CNOOC Ltd (NYSE:CEO) Receives a Downgrade
In a comprehensive report issued to clients and investors on Tuesday morning, research analysts at Credit Agricole’s equities research division lowered the rating for CNOOC Ltd (NYSE:CEO) shares from the previous “Outperform” to a “Sell”.
From a total of 4 analysts covering CNOOC (NYSE:CEO) stock, 2 rate it a ”Buy”, 0 a “Sell”, and 1 a ”Hold”. This means that 67% of the ratings are positive. CNOOC was the topic of 7 analyst reports since August 24, 2015 according to the firm StockzIntelligence Inc. Credit Agricole downgraded shares on December 8 to “Sell” rating. Bank of America upgraded CEO stock in a recent report from August 31 to “Buy” rating. Finally, Societe Generale upgraded the stock to “Hold” rating in a report issued on an August 25.
The stock decreased 0.54% or $0.58 during the last trading session, striking $106.06. Approximately shares of stock traded hands. CNOOC Ltd (ADR) (NYSE:CEO) has declined 36.97% since May 6, 2015 and is downtrending. It has underperformed by 36.17% the S&P500.

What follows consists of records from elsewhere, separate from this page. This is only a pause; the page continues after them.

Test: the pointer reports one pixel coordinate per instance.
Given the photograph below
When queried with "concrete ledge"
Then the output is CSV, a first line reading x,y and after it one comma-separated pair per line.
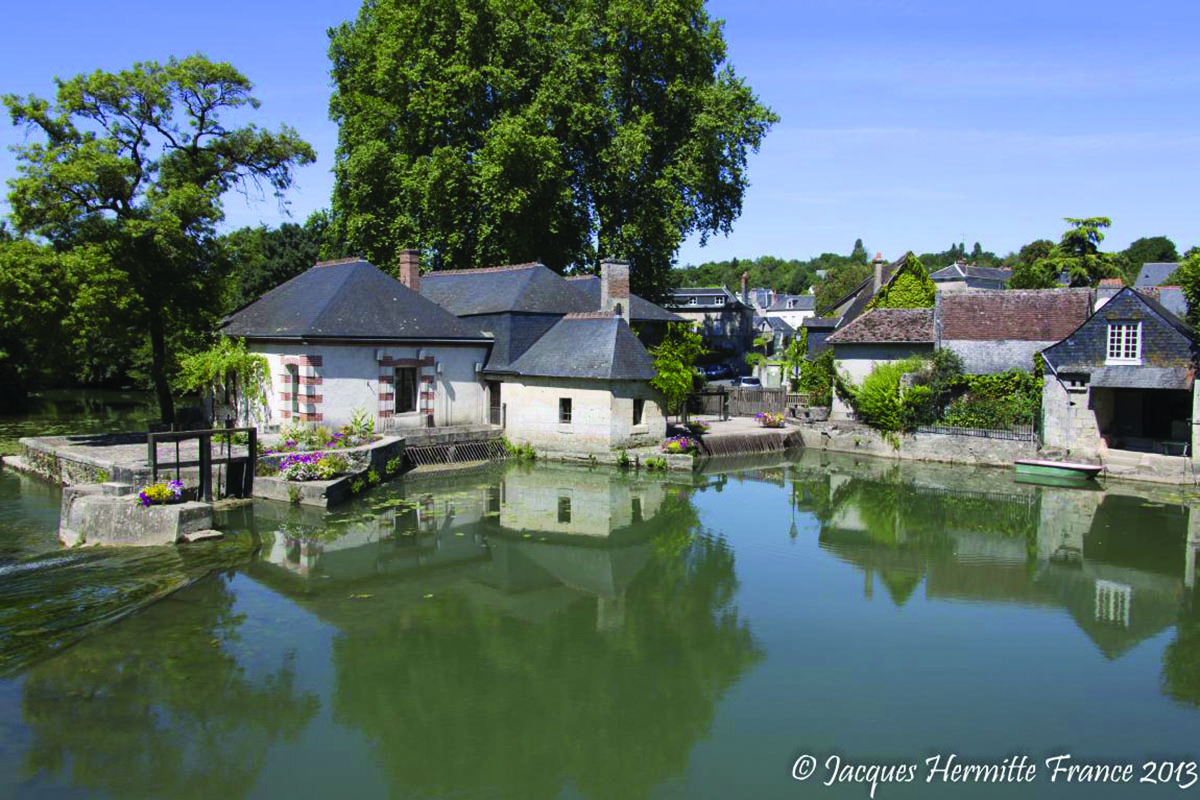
x,y
99,515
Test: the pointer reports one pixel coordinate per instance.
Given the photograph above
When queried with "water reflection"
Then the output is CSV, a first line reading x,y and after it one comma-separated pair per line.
x,y
149,710
546,632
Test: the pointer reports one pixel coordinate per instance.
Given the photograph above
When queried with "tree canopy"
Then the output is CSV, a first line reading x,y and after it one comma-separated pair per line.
x,y
1078,256
516,130
135,163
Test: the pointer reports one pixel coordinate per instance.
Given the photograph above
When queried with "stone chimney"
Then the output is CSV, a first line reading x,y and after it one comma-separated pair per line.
x,y
411,269
615,288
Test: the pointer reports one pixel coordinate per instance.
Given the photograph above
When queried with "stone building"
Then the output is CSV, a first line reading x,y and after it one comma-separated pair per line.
x,y
565,372
879,336
1123,382
994,331
345,336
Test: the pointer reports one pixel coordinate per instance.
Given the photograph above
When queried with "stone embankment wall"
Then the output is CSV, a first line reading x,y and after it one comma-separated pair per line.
x,y
853,437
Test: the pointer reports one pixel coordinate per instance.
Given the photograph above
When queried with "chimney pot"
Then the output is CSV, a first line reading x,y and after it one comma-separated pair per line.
x,y
615,288
411,269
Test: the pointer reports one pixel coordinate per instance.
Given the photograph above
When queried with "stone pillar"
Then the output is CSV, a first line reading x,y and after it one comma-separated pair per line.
x,y
411,269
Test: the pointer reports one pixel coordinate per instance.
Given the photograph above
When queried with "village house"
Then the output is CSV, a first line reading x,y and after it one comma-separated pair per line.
x,y
1125,380
565,372
994,331
881,335
791,308
345,337
723,319
961,275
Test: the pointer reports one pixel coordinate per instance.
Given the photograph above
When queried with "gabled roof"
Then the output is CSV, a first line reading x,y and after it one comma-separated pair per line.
x,y
347,299
519,288
774,323
1153,274
888,325
799,302
1013,314
594,346
640,311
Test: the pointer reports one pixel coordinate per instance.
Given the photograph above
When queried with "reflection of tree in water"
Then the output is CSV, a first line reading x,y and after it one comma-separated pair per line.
x,y
1181,661
459,698
157,708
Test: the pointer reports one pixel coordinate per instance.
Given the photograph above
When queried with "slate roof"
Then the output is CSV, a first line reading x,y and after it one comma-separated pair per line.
x,y
592,346
888,325
1013,314
1153,274
347,299
641,311
775,324
803,302
519,288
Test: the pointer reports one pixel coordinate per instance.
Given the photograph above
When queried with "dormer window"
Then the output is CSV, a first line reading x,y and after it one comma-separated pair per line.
x,y
1125,343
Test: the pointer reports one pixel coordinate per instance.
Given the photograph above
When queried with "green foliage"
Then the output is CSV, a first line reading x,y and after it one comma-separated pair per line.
x,y
675,364
909,288
523,451
501,131
997,401
361,423
817,378
136,163
229,374
879,401
1077,253
1187,277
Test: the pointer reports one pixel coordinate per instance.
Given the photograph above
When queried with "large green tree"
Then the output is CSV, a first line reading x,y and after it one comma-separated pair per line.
x,y
492,131
1078,256
136,162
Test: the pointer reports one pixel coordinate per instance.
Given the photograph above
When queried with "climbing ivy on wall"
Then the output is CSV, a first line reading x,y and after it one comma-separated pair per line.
x,y
910,288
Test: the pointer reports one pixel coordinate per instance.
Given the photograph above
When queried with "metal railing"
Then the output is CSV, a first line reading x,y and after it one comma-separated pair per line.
x,y
239,469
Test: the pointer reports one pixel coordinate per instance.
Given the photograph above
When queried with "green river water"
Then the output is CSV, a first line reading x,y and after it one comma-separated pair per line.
x,y
553,632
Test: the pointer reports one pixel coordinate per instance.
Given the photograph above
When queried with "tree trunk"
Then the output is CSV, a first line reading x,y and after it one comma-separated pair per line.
x,y
159,367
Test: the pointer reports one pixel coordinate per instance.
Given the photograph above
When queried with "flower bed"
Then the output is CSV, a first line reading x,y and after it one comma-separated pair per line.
x,y
313,467
681,445
161,494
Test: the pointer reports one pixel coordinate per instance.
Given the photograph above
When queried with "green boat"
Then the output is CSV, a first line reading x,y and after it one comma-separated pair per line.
x,y
1056,473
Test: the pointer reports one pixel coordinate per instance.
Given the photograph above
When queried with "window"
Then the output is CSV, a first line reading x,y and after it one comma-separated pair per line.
x,y
1125,343
294,389
406,390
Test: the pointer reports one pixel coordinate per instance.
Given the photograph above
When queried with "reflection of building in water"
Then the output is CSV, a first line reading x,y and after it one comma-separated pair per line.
x,y
527,542
594,503
1117,564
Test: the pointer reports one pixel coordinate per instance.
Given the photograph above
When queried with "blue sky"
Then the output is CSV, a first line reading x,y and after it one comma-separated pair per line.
x,y
907,124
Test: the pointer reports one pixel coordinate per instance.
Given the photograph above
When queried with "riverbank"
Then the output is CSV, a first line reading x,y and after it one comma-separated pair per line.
x,y
979,451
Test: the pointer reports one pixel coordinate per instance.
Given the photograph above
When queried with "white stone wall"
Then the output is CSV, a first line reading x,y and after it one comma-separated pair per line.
x,y
336,379
856,361
601,414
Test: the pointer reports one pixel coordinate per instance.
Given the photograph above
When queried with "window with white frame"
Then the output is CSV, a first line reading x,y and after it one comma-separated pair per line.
x,y
1125,343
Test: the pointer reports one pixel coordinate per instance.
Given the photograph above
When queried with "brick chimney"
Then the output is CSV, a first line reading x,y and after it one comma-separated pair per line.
x,y
411,269
615,288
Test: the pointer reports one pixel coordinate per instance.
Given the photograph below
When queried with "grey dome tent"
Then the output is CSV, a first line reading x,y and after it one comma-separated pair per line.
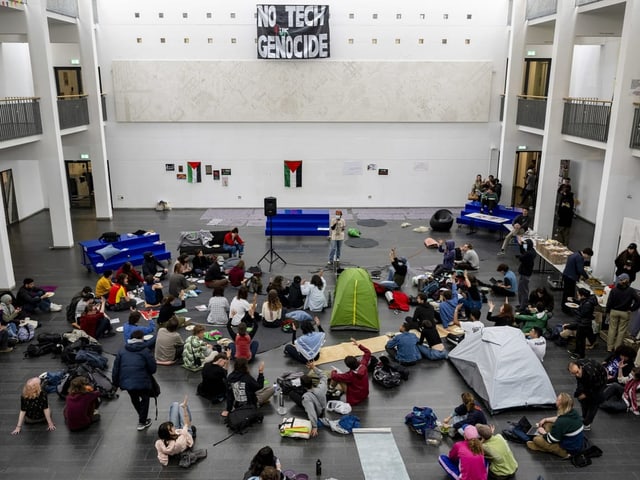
x,y
502,369
356,303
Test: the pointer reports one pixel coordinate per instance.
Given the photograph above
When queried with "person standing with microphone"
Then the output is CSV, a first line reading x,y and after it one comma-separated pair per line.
x,y
337,228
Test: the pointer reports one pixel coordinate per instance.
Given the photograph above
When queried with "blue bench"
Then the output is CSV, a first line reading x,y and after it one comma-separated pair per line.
x,y
131,249
303,223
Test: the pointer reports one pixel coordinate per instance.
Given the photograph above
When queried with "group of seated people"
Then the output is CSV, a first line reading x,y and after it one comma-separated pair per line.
x,y
487,192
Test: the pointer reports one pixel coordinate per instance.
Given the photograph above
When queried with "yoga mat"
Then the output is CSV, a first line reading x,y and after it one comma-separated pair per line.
x,y
370,443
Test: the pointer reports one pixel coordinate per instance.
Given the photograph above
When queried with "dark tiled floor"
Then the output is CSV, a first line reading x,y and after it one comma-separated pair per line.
x,y
114,449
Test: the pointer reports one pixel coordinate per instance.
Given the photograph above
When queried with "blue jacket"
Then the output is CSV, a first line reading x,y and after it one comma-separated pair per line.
x,y
574,269
133,367
406,347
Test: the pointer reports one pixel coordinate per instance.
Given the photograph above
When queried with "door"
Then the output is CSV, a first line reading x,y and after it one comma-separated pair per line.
x,y
80,182
524,162
536,77
9,197
68,81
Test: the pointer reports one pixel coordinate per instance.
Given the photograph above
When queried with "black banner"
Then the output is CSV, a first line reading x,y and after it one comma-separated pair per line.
x,y
293,31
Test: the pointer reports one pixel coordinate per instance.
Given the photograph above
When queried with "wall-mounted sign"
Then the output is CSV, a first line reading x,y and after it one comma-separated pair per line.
x,y
293,31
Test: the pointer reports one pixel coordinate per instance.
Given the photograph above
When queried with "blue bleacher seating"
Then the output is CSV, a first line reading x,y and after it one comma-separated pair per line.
x,y
304,223
132,248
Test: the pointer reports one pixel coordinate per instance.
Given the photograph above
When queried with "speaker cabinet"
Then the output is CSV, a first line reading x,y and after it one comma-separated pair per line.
x,y
270,206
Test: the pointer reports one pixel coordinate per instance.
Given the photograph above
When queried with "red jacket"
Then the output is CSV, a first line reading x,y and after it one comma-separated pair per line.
x,y
357,380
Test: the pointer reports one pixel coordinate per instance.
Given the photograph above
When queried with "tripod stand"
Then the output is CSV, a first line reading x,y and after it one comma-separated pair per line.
x,y
271,253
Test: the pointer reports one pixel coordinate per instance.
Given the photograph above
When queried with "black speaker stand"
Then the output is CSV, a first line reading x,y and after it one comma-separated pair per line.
x,y
271,253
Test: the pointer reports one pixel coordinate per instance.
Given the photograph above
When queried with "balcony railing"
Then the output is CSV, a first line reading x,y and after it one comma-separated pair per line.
x,y
19,117
635,128
586,118
532,111
541,8
68,8
73,111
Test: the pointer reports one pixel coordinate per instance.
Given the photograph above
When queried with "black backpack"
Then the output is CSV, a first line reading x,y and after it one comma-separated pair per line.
x,y
242,417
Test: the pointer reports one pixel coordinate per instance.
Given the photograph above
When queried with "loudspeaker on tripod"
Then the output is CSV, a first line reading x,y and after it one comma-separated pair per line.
x,y
270,206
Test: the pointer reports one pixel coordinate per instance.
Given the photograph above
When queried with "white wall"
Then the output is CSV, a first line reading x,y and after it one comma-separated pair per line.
x,y
428,163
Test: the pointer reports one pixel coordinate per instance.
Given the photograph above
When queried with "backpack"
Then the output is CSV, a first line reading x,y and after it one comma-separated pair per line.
x,y
242,417
40,349
26,332
387,377
94,359
421,419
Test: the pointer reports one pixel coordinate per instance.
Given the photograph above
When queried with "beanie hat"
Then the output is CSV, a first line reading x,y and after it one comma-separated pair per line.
x,y
484,431
470,432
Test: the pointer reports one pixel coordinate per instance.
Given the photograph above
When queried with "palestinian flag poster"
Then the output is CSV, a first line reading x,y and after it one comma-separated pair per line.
x,y
194,172
293,173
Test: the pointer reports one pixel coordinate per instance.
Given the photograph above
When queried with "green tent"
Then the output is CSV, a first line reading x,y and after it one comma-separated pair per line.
x,y
356,304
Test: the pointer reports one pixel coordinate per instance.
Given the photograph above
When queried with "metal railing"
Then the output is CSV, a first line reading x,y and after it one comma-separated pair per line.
x,y
635,128
541,8
73,111
19,117
68,8
586,118
532,111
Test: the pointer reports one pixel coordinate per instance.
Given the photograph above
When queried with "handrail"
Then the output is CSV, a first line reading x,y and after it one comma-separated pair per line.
x,y
62,97
13,99
589,100
535,97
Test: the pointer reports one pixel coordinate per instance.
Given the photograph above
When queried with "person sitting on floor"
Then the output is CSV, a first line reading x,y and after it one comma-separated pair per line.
x,y
233,244
214,378
243,389
218,307
81,405
95,322
152,291
470,259
561,435
214,276
467,413
537,317
397,271
537,342
243,346
132,325
236,274
103,285
306,348
508,287
505,316
403,347
272,310
134,277
151,266
31,298
355,382
315,300
466,458
196,351
314,398
448,249
502,463
169,343
118,299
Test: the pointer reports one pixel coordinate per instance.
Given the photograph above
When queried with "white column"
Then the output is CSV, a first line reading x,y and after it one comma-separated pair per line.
x,y
95,135
49,148
554,148
617,196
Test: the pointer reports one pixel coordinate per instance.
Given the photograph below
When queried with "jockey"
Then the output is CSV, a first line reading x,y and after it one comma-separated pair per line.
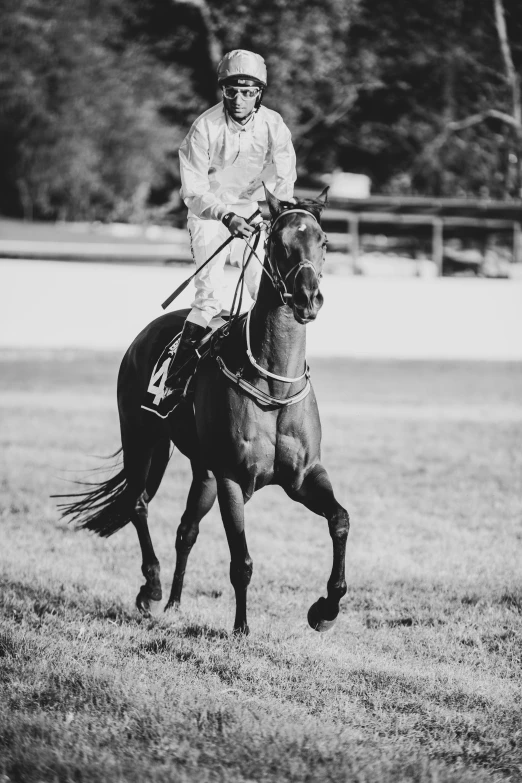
x,y
230,150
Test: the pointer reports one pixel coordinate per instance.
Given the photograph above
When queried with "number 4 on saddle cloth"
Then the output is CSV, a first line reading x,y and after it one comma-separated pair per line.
x,y
157,399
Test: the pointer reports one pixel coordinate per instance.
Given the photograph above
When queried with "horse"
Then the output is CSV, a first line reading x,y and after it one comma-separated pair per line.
x,y
252,420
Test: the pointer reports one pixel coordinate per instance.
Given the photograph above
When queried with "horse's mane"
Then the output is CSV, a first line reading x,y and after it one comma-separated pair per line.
x,y
312,205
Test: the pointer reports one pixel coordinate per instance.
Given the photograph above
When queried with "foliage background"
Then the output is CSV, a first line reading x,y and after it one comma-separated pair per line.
x,y
96,96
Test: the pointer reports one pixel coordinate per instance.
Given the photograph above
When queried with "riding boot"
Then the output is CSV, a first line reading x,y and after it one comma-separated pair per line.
x,y
181,366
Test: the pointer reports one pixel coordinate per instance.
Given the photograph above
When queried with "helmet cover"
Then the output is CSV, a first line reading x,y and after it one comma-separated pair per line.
x,y
240,62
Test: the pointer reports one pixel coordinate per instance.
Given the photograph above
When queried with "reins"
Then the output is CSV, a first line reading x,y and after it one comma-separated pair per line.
x,y
280,285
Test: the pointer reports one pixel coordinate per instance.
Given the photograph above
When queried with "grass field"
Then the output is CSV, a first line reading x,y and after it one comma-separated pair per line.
x,y
418,681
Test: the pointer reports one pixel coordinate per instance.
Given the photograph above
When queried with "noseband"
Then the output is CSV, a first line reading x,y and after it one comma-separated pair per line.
x,y
278,281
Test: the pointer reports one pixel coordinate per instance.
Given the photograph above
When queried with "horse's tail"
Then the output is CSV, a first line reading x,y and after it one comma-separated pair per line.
x,y
104,508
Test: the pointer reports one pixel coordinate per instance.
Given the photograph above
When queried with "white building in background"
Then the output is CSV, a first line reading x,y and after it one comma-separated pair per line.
x,y
345,185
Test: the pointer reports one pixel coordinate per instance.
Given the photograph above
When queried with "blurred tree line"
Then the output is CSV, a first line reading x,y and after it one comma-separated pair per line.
x,y
96,95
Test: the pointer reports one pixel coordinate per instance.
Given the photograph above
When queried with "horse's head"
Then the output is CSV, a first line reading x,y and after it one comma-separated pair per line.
x,y
296,253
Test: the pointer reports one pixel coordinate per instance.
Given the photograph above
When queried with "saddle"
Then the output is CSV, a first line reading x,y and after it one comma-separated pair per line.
x,y
154,399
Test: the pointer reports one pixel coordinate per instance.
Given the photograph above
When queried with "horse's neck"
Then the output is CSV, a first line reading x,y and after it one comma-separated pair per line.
x,y
277,341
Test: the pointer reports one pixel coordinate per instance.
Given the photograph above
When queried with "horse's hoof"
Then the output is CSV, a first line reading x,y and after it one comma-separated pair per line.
x,y
320,616
146,604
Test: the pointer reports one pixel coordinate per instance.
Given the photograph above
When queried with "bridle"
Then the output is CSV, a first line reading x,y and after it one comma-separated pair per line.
x,y
280,285
278,281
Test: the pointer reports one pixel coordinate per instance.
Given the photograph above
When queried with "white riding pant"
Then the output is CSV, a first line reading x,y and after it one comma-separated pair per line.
x,y
205,237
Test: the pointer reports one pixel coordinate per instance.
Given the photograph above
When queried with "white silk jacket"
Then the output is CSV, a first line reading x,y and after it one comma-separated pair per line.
x,y
223,163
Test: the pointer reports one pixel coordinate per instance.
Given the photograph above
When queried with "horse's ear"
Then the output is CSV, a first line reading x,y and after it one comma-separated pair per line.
x,y
323,197
274,205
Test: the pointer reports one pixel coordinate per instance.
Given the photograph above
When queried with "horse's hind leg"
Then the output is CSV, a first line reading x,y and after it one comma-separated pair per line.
x,y
145,465
201,497
316,493
232,506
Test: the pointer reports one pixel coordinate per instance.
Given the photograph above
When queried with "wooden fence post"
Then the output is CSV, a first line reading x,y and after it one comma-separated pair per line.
x,y
517,243
437,244
353,223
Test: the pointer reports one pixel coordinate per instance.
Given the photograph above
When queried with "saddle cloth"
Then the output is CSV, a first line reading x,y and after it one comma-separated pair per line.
x,y
155,393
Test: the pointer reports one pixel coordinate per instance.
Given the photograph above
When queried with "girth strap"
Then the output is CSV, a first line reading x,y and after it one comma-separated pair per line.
x,y
260,396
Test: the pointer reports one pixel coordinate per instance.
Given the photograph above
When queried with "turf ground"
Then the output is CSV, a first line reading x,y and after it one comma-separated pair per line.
x,y
418,681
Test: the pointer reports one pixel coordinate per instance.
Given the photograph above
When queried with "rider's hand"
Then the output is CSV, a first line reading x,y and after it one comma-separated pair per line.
x,y
238,227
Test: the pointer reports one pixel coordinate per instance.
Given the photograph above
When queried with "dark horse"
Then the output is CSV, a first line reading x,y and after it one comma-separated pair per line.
x,y
251,422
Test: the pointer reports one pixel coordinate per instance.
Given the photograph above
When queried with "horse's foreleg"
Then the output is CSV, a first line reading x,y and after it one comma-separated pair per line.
x,y
201,497
316,493
145,464
150,568
232,507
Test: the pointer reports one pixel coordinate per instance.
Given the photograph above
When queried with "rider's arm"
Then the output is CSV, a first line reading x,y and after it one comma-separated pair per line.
x,y
284,160
194,162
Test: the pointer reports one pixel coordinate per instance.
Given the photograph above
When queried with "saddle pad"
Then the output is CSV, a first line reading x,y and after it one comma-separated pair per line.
x,y
156,386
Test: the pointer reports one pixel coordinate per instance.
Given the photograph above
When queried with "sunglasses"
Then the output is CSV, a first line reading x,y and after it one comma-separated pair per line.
x,y
245,92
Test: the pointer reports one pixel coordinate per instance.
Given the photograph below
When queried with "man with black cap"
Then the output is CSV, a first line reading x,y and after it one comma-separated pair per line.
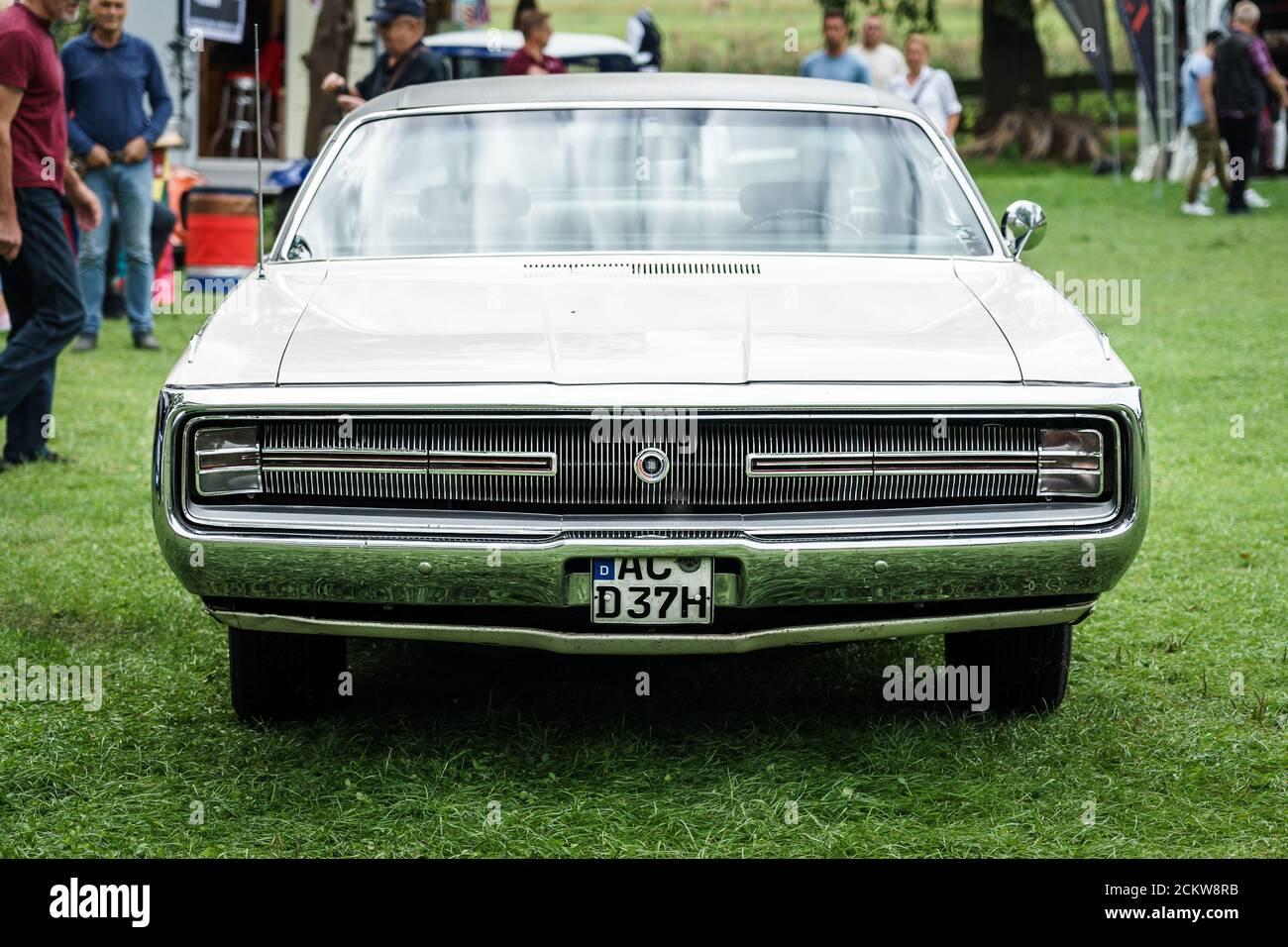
x,y
400,25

CNOOC Limited is an investment holding company. The company has a market cap of $49.49 billion. The Firm is principally engaged in the exploration, development, production and sale of crude oil, natural gas and other petroleum products. It has 7.35 P/E ratio. The Firm operates through three divisions: exploration and production, trading business and corporate.
According to Zacks Investment Research, “Cnooc Limited is a company that engages primarily in the exploration, development and production of crude oil and natural gas offshore China. We are the dominant producer of crude oil and natural gas and the only company permitted to conduct exploration and production activities with international oil and gas companies offshore China.” Get a free copy of the Zacks research report on CNOOC Ltd (ADR) (CEO).